AYŞE YAMAÇ
GÖNLÜMDEKİ GÜVERCİNLERİN KANAT SESLERİ
Gönlümde güvercinleri okşamıştım bunca yıl; ölü olduklarını sanarak. Dizelerle canlanıverdiler sanki; yüreğimi kanat çırpınışlarıyla sarsarak. Silkinip çıksın istedim tüm günahlar, “yay bakışlı bir çinlinin unuttuğu aynadan”.
Yüreğimde büyümeyen bir çocuk gizliydi hep; saldı birden uçurtmasını rüzgarlara; tutundum iplerine hemen, uykularımda.

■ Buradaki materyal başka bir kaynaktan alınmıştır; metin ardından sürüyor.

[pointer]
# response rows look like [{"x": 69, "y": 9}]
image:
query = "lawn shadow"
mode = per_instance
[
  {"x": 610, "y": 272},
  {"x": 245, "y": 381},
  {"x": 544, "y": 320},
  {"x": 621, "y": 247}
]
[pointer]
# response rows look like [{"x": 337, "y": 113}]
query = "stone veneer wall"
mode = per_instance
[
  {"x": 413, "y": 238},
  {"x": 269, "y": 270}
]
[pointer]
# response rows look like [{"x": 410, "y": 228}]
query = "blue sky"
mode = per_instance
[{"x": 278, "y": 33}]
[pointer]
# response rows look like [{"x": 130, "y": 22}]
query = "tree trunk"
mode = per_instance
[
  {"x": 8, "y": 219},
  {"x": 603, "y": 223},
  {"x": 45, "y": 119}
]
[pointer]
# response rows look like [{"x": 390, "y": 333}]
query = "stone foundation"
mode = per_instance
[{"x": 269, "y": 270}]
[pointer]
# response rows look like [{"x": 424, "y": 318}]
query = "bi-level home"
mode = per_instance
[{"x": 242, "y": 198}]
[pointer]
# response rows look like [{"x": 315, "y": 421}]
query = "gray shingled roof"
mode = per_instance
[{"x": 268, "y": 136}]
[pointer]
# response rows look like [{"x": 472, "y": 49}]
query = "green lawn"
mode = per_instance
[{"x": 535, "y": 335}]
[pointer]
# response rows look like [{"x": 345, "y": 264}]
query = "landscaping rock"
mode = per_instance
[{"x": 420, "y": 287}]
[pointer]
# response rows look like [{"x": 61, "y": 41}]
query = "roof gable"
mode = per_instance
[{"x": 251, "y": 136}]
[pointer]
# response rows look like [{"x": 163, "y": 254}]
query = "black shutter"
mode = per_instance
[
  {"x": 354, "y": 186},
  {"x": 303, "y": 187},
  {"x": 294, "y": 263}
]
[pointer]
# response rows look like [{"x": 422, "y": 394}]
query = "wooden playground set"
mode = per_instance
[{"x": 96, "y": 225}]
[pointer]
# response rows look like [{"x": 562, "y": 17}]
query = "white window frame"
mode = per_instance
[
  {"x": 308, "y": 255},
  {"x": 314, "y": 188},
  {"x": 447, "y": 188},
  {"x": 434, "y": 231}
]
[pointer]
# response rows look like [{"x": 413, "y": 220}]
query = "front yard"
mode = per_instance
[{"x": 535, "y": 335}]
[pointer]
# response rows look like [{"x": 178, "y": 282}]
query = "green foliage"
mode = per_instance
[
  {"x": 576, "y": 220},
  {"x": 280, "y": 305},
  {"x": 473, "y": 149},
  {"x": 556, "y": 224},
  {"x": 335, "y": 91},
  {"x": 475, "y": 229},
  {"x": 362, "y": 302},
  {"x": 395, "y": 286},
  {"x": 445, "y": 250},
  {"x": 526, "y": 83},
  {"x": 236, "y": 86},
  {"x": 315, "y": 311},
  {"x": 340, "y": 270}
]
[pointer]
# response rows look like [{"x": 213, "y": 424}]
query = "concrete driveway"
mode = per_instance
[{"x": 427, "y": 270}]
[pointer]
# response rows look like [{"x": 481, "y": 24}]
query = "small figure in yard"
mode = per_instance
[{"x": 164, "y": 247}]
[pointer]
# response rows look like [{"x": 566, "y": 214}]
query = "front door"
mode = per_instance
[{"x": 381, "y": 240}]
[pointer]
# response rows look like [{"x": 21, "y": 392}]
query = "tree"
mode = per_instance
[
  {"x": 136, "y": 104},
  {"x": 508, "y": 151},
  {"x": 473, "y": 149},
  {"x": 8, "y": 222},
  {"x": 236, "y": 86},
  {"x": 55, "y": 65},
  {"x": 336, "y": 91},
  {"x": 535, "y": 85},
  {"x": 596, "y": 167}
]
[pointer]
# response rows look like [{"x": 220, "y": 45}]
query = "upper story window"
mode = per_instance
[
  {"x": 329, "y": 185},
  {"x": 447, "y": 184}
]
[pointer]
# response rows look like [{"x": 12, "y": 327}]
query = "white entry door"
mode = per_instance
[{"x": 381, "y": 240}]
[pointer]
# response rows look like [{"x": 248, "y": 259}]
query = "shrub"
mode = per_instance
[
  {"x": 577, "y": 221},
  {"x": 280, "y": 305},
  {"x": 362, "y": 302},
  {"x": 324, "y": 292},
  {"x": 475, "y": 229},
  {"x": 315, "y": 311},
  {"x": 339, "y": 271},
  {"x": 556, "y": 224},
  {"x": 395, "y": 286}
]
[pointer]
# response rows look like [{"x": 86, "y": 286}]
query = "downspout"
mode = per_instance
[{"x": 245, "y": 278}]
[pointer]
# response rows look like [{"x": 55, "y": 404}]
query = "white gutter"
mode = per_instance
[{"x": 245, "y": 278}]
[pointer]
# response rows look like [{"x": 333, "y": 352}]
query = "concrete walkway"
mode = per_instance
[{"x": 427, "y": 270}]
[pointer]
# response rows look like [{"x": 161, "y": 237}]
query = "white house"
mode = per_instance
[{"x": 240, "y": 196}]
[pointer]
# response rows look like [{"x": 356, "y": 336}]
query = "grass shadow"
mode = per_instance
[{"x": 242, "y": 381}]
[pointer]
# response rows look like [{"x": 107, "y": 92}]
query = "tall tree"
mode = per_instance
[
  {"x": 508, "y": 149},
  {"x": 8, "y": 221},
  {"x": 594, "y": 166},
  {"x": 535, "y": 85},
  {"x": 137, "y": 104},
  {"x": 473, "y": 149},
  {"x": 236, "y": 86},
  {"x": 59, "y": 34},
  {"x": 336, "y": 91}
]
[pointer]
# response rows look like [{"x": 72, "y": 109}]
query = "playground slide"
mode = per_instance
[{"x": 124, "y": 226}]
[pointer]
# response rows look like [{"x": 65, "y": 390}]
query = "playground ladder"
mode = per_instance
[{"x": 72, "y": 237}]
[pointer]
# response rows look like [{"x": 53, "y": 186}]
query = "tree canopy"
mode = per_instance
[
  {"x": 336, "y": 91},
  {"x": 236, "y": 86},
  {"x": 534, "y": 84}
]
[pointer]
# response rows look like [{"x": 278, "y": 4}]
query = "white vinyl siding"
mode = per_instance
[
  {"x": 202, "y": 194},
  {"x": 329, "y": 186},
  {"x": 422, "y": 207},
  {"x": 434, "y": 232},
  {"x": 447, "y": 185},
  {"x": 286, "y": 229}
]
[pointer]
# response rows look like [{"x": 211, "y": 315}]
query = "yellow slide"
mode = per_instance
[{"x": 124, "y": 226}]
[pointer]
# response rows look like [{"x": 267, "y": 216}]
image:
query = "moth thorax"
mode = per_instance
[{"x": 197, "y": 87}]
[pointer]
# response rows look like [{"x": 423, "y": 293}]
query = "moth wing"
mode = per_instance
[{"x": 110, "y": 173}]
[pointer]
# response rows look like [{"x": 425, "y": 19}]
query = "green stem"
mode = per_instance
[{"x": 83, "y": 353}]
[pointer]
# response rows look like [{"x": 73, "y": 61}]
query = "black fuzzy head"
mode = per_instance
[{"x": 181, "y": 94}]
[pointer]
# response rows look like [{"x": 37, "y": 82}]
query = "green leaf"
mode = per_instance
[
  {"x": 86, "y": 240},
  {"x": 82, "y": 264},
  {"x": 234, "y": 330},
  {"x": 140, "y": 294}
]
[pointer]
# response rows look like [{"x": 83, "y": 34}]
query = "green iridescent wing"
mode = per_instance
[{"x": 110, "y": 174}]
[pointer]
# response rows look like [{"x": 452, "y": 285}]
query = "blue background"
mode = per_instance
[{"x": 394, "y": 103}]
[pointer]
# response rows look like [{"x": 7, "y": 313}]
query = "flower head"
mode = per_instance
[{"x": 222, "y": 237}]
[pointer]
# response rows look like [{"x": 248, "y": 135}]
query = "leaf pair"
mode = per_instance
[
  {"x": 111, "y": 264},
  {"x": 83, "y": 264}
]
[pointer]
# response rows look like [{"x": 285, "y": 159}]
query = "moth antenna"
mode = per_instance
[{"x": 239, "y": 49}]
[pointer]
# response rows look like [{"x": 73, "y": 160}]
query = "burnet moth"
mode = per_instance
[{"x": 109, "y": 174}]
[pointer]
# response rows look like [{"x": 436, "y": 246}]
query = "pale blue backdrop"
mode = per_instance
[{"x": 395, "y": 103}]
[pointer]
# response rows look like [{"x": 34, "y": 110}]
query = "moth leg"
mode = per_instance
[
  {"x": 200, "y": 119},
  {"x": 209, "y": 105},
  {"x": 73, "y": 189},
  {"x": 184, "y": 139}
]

Unutulmalara kuruluydu saatim. Damlalarım gidenlerin ayak izlerindeydi… Kalan hep bendim. “Ölü kelebekler sokağına “ değilse de ölü güvercinler sokağına giriyordum hep, kendi şiirim ellerimde. Oysa şimdi,
“önce sesin geldi
aralandı kapılarım
ardında şaşkın bulutlar çıkmazı
sonunda sen
gönlü güvercinli kadın
….”
Diyen dizeleri okuyordum hayranlıkla; bana yazılmış gibi… Bende daha bitmeyen sevdalarım ağlıyordu,
“sen bende daha bitmedin ki
gönlü güvercinli kadın” dizelerinin peşi sıra.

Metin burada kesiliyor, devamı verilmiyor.